Praziquantel is the only available treatment for schistosomiasis. The medicine works by targeting mature flukes and mature eggs. Immature flukes and immature eggs can survive treatment, and treatment is not protective as individuals are rapidly reinfected. Drug efficacy also is imperfect. Only ~76% of individuals infected with S. mansoni are temporarily cured. Yet, the determinants of praziquantel failure and variation in individuals are poorly understood. Failure is defined as a cure rate or egg reduction rate below what would normally be expected for medicine efficacy. Failure may be due to drug resistance, individual biosocial factors, or environmental conditions that affect parasite virulence.
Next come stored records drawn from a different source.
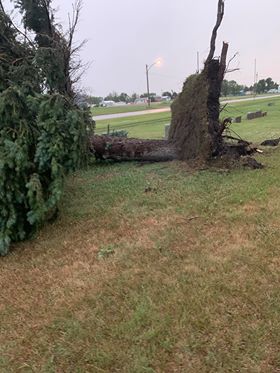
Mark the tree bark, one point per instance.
(122, 149)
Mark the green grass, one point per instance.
(158, 268)
(183, 278)
(152, 125)
(127, 108)
(96, 111)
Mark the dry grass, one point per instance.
(188, 279)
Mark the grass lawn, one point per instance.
(158, 269)
(127, 108)
(152, 125)
(154, 105)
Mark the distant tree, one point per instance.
(270, 84)
(231, 88)
(264, 85)
(124, 97)
(261, 86)
(134, 97)
(92, 100)
(167, 94)
(144, 95)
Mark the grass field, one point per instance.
(152, 125)
(158, 269)
(155, 105)
(127, 108)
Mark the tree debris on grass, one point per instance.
(196, 131)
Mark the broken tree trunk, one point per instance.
(195, 131)
(122, 149)
(195, 128)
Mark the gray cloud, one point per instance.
(124, 35)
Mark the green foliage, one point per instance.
(41, 139)
(43, 134)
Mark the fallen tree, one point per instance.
(196, 131)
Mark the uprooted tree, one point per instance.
(43, 134)
(196, 130)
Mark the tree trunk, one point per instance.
(195, 129)
(122, 149)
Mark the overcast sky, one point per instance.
(124, 35)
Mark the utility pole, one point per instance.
(148, 68)
(255, 77)
(198, 67)
(148, 84)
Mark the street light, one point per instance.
(148, 68)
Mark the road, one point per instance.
(167, 109)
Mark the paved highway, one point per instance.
(164, 110)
This project aims to understand the patterns of praziquantel cure rates and egg reduction rates as well as the predictors of medicine failure in a rural Ugandan population that has a history of at least a decade of treatment with praziquantel. This is a unique opportunity to work with a rare set of data in its type and scale from a low-income setting. This project will work on data from rural Uganda as part of the SchistoTrack cohort led by the PI, Dr Goylette Chami. Nearly 4000 participants with a wide range of ecological, behavioural, social, and biological factors were examined pre- and post- treatment. The objectives of this internship will be to:
1) Characterise the patterns of infection clearance by age using machine-learned smoothing techniques.
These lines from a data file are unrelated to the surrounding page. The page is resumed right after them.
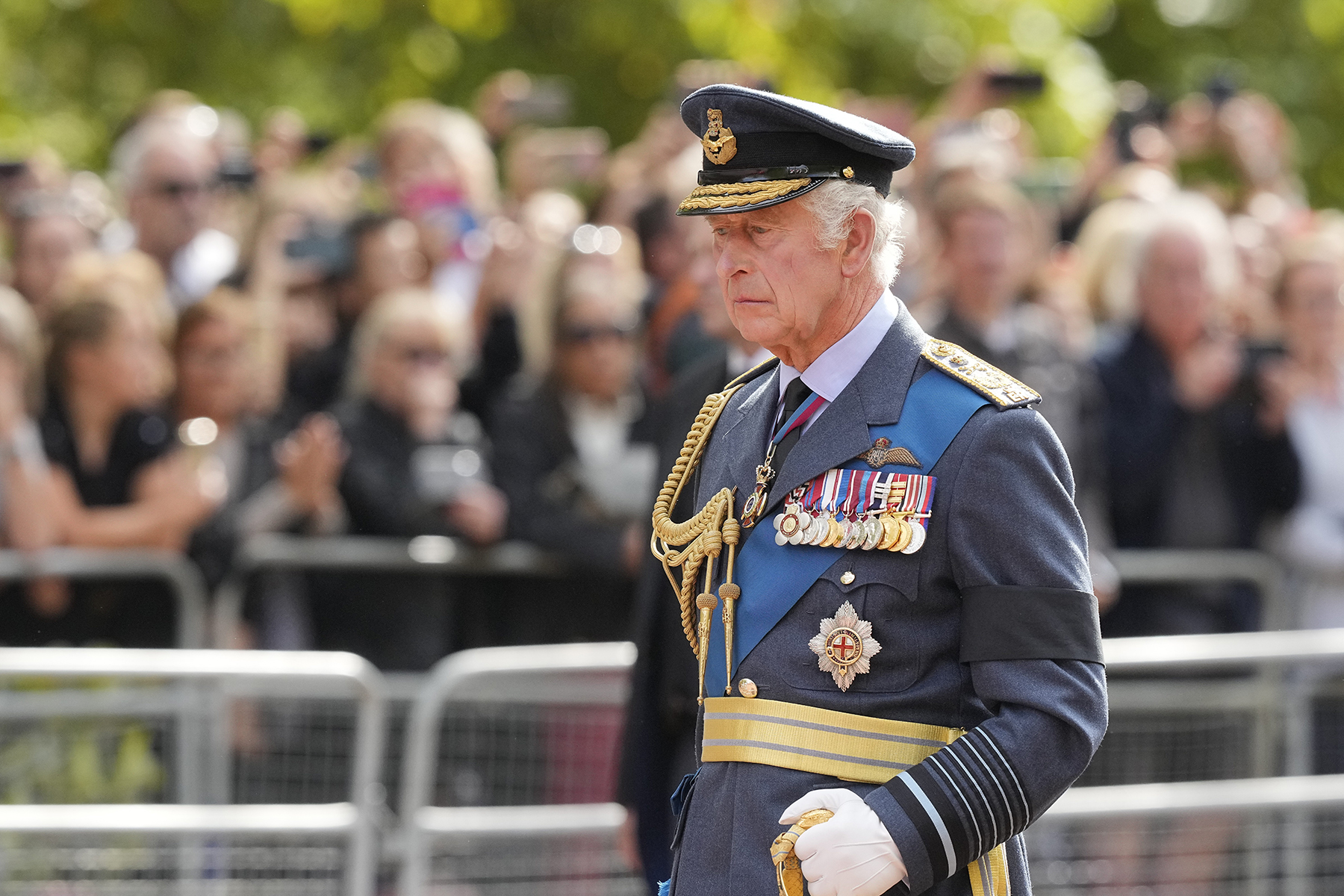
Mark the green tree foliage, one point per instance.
(72, 70)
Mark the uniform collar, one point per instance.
(836, 367)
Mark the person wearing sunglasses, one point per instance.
(578, 448)
(417, 465)
(169, 176)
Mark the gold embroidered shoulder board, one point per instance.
(987, 379)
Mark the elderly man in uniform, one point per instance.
(886, 586)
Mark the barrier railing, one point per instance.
(1216, 706)
(201, 845)
(1163, 566)
(423, 555)
(523, 727)
(181, 574)
(1272, 836)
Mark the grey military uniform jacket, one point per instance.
(991, 628)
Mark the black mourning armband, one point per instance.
(1011, 622)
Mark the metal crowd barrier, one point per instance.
(99, 734)
(181, 574)
(532, 732)
(423, 555)
(1160, 566)
(1254, 837)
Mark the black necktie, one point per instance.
(794, 394)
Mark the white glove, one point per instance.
(850, 855)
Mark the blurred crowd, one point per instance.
(485, 326)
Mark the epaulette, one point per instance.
(987, 379)
(764, 367)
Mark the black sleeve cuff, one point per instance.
(1009, 622)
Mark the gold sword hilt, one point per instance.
(730, 593)
(788, 869)
(705, 603)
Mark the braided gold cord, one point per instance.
(706, 532)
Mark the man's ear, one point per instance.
(859, 245)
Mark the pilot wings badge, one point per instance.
(718, 141)
(882, 454)
(844, 645)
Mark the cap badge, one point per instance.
(718, 141)
(844, 645)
2) Rank the importance of features for predicting medicine failure using machine learning and compare different machine-learned models.
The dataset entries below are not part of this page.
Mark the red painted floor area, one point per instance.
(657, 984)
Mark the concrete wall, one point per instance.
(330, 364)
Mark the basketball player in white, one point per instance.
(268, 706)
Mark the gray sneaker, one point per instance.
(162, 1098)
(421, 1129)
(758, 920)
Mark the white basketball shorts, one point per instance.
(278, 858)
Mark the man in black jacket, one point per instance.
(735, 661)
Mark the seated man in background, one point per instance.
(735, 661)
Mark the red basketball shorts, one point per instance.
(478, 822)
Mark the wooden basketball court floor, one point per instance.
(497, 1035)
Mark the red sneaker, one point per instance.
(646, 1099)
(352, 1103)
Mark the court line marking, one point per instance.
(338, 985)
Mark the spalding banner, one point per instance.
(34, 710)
3) Compare machine-learned models of variable selection/importance to applied statistical models.
During this internship, you will gain experience programming in R, common machine learning techniques, and applied statistical models for infectious diseases. The candidate also will undertake background reading to understand schistosomiasis epidemiology.
12 weeks, June-August w/ timing to be confirmed with the candidate
This project is suitable for candidates with a strong statistical or programming background from applied mathematics, engineering, statistics, computer science, or a related discipline. Candidates should have prior experience writing scripts in either R, Stata, or Python.